“Major, I’m going into the Union army.”
The Major’s pipe almost dropped from between his lips. Catching the arms of his chair with both hands, he turned heavily and with dazed wonder, as though the boy had struck him with his fist from behind, and, without a word, stared hard into Chad’s tortured face. The keen old eye had not long to look before it saw the truth, and then, silently, the old man turned back. His hands trembled on the chair, and he slowly thrust them into his pockets, breathing hard through his nose. The boy expected an outbreak, but none came. A bee buzzed above them. A yellow butterfly zigzagged by. Blackbirds chattered in the firs. The screech of a peacock shrilled across the yard, and a ploughman’s singing wailed across the fields:
Trouble, O Lawd!
Nothin’ but trouble in de lan’ of
Canaan.
The boy knew he had given his old friend a mortal hurt.

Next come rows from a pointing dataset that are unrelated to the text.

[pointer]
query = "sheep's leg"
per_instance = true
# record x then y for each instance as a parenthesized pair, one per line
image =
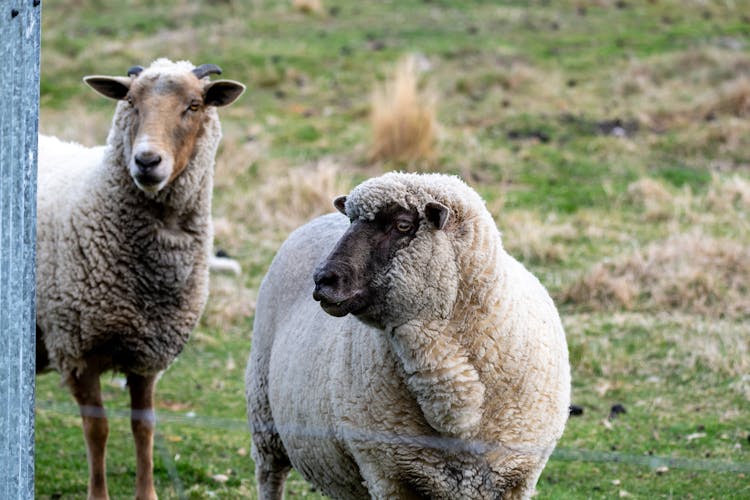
(86, 389)
(142, 424)
(271, 475)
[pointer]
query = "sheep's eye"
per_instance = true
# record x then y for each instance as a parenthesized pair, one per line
(403, 226)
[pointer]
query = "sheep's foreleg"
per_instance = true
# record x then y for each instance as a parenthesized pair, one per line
(142, 423)
(439, 374)
(86, 389)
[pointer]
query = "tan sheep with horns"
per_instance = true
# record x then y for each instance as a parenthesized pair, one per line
(437, 366)
(123, 241)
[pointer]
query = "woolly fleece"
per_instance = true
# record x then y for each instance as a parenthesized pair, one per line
(464, 394)
(122, 275)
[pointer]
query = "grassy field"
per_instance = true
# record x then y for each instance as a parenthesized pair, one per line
(611, 140)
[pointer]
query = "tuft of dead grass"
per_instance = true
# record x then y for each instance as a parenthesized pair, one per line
(732, 98)
(289, 200)
(533, 240)
(308, 6)
(681, 343)
(691, 272)
(730, 194)
(403, 117)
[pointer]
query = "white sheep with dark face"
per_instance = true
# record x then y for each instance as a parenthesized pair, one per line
(437, 366)
(123, 241)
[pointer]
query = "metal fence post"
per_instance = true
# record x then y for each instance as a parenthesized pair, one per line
(19, 118)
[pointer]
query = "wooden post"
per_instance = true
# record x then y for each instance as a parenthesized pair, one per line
(19, 118)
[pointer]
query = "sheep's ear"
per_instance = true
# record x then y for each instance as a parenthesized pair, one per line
(437, 213)
(340, 204)
(222, 92)
(114, 87)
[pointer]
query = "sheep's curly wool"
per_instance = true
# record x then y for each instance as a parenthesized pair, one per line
(463, 394)
(122, 275)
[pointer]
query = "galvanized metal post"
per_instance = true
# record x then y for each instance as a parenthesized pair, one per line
(19, 118)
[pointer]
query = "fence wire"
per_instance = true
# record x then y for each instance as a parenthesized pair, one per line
(561, 453)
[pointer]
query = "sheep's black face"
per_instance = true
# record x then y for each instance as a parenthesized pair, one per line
(354, 277)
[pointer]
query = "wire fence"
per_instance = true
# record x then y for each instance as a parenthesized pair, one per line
(653, 462)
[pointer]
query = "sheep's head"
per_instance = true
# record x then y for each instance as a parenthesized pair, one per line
(170, 103)
(396, 261)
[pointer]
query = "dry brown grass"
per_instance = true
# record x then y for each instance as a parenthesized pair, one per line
(286, 201)
(528, 237)
(308, 6)
(403, 117)
(691, 272)
(681, 342)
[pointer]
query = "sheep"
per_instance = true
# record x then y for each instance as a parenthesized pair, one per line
(123, 241)
(436, 365)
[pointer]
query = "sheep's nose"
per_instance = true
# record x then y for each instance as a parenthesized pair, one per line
(147, 160)
(326, 281)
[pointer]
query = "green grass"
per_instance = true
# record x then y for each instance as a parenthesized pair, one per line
(530, 94)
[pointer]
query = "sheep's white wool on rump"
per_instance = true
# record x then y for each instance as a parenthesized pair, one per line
(462, 394)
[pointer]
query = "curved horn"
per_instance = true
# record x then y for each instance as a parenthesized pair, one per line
(206, 69)
(135, 70)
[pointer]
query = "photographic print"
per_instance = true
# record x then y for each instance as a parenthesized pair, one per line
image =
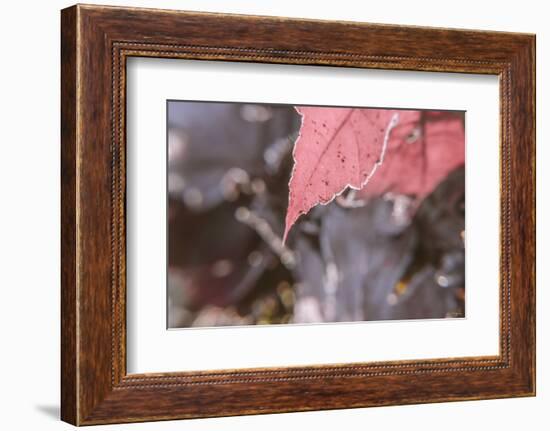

“Don’t, Major,” he pleaded. “You don’t know how I have fought against this. I tried to be on your side. I thought I was. I joined the Rifles. I found first that I couldn’t fight with the South, and—then—I—found that I had to fight for the North. It almost kills me when I think of all you have done "
The Major waved his hand imperiously. He was not the man to hear his favors recounted, much less refer to them himself. He straightened and got up from his chair. His manner had grown formal, stately, coldly courteous.
“I cannot understand, but you are old enough, sir, to know your own mind. You should have prepared me for this. You will excuse me a moment.” Chad rose and the Major walked toward the door, his step not very steady, and his shoulders a bit shrunken—his back, somehow, looked suddenly old.
“Brutus!” he called sharply to a black boy who was training rosebushes in the yard. “Saddle Mr. Chad’s horse.” Then, without looking again at Chad, he turned into his office, and Chad, standing where he was, with a breaking heart, could hear, through the open window, the rustling of papers and the scratching of a pen.
In a few minutes he heard the Major rise and he turned to meet him. The old man held a roll of bills in one hand and a paper in the other.
“Here is the balance due you on our last trade,” he said, quietly. “The mare is yours—Dixie,” he added, grimly. “The old mare is in foal. I will keep her and send you your due when the time comes. We are quite even,” he went on in a level tone of business. “Indeed, what you have done about the place more than exceeds any expense that you have ever caused me. If anything, I am still in your debt.”
“I can’t take it!” said Chad, choking back a sob.
“You will have to take it,” the Major broke in, curtly, unless—” the Major held back the bitter speech that was on his lips and Chad understood. The old man did not want to feel under any obligations to him.